Because of technology, libraries are transitioning from an “outside-in” to a “inside-out” model relative to their communities (Durán, Garcia, & Houdyshell, 2009). Traditionally, people had difficulty finding information resources; they were few and costly. Libraries located and collected these disparate sources into a central location to facilitate their access by the community. In addition, sources were usually organized and accessed by format so that the method of retrieving a book differed from retrieving an article. Libraries brought the “outside” in. Nowadays, information is usually abundant and can be accessed without large transaction costs. Entities are generating data and information that they want to share out. The library can manage these internal sources, and provide access to them by external populations: going from the “inside” out. Furthermore, users want one-stop retrieval, regardless of format. Discovery systems are also gaining popularity, the idea being that with one search, the user can discover many more resources in different formats than anticipated. The experience is much like traditional browsing. To gain more visibility, libraries are using external discovery social network environments such as Facebook, Flickr, and Twitter so that their resources and services are discoverable in other venues and systems.

Key Terms in this Chapter

Digital Rights Management: Digital access control technologies and management.

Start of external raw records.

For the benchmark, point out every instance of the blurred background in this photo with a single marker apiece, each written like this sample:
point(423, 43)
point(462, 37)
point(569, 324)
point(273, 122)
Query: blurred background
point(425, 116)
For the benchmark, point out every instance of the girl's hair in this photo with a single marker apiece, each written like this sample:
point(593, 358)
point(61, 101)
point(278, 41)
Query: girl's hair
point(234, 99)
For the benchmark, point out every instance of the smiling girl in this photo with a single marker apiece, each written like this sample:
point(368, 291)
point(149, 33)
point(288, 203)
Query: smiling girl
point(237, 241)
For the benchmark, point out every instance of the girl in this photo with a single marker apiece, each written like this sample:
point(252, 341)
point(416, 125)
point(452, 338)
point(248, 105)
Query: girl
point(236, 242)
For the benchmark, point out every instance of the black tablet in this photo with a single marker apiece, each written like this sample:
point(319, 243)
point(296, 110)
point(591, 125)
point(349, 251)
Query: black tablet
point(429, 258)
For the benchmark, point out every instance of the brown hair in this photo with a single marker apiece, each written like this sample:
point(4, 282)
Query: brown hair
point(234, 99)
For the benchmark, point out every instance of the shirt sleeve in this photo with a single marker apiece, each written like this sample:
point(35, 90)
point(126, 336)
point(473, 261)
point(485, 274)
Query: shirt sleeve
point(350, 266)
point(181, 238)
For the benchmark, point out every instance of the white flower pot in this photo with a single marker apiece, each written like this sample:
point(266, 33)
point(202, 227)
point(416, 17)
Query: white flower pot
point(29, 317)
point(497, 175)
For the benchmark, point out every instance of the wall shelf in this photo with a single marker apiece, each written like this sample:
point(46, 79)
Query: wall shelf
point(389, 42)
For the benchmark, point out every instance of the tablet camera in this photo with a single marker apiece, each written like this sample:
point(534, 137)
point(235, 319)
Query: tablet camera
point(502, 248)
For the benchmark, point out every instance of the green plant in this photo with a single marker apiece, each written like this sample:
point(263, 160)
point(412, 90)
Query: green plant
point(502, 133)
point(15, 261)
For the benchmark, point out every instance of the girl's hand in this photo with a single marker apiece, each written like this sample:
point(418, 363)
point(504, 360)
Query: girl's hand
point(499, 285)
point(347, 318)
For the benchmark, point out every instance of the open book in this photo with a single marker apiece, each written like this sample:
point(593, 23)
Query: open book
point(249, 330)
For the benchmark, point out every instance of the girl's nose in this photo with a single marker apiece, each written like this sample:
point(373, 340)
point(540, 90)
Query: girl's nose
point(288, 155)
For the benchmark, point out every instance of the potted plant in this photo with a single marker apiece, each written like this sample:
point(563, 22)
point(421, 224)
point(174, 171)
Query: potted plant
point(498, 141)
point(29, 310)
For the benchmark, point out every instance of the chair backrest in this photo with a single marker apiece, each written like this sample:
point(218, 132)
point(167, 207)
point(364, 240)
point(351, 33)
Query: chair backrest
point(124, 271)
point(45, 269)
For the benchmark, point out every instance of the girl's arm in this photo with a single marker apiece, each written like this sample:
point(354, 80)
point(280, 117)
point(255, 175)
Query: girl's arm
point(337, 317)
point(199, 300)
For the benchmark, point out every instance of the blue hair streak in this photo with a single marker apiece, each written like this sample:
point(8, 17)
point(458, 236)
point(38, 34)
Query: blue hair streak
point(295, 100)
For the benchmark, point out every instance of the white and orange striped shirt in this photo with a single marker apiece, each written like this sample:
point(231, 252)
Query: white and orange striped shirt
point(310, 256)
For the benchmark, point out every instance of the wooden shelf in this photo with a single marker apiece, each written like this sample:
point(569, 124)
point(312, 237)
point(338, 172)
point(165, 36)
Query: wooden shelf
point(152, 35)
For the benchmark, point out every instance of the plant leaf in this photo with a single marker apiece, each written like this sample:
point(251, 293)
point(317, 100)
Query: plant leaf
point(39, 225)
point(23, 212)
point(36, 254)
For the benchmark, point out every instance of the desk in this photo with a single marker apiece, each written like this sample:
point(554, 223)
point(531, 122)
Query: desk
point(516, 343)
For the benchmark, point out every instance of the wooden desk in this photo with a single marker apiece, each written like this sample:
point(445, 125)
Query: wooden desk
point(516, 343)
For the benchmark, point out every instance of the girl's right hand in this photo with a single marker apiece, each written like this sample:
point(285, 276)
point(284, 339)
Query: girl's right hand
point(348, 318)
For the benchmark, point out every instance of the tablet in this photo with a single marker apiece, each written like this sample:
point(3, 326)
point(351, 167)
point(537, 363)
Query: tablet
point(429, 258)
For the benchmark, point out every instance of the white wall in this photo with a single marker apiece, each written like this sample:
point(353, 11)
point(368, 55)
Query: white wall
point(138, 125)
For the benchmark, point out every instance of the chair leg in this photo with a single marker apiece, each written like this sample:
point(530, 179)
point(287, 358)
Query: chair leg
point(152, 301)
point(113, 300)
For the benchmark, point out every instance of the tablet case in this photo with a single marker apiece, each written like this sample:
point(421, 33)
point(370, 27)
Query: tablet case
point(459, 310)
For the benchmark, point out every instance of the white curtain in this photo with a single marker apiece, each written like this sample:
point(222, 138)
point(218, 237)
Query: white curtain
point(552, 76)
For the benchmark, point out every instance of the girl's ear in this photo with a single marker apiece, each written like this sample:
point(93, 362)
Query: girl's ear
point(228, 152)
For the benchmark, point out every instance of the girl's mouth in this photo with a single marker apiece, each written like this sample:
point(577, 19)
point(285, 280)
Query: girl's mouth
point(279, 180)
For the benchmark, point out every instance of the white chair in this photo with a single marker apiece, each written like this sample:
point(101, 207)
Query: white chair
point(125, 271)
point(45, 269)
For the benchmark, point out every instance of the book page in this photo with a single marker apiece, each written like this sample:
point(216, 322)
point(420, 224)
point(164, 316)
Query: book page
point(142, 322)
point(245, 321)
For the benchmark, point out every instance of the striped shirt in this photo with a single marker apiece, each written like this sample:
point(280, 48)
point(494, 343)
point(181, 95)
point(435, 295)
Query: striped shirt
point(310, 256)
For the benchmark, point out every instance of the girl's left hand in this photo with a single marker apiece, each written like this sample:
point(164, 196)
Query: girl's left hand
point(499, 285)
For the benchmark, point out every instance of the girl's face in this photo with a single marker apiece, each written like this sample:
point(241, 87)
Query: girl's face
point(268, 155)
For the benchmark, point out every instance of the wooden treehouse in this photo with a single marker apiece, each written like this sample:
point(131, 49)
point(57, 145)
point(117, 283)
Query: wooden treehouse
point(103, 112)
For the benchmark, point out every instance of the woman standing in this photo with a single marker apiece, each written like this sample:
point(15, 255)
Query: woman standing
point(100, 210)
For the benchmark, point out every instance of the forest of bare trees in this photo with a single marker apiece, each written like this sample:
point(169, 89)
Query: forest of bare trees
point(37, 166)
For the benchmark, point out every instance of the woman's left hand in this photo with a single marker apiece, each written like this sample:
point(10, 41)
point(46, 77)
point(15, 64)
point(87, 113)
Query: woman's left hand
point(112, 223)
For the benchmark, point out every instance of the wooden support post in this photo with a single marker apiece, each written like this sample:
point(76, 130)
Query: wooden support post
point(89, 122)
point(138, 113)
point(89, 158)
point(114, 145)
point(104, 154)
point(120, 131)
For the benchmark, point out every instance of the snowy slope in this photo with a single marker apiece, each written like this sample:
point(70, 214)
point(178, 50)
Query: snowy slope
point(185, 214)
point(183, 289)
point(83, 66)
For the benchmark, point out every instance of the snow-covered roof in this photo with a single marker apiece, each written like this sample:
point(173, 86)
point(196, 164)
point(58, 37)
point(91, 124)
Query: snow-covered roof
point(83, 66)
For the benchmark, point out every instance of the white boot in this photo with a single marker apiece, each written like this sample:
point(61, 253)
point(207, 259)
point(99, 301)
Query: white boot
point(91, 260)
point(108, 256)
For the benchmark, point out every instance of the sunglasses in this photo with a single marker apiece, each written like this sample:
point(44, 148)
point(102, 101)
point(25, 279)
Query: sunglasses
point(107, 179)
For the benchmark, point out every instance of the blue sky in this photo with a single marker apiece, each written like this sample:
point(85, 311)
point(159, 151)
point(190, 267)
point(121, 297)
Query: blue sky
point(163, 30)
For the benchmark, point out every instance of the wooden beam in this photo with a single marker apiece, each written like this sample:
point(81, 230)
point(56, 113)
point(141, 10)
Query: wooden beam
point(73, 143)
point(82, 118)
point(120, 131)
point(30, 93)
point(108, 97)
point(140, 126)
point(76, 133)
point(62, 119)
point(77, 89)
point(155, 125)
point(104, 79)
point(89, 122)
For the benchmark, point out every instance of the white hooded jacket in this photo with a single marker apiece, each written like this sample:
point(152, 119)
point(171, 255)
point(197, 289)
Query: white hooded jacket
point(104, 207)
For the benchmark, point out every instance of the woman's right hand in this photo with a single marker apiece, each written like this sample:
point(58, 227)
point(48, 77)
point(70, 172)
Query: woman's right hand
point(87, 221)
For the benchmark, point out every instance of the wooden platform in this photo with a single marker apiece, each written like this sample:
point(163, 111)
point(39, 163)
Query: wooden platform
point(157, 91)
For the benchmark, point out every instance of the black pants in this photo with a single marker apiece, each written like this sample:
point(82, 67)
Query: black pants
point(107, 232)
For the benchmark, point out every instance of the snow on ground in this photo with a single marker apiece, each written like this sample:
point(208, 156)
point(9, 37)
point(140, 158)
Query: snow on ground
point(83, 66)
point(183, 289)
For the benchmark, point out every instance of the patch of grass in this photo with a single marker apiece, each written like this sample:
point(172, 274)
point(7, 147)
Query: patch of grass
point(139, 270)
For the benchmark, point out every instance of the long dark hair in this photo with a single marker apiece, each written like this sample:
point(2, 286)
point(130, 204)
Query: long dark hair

Library Catalog: Register of the library’s collection.

RSS Feeds (Really Simple Syndication): Web-based software that enables the user to subscribe to an information provider.

Knowledge Management: The systematic management of collective information.

Library Science: The study of collecting, preserving, organizing, and making available recorded information in libraries.

MARC (Machine-Readable Cataloging): Data format used for library cataloging.

Web Portal: A Website that serves as an entry point to the Websites.

Aggregator Database: A database that collates and indexes several resources.

Curation: Selecting, analyzing, organizing and presenting content thematically.

Packaged Information: Transformation and recombination of information.

Federated Searching: An information retrieval technology that enables simultaneous search of multiple resources.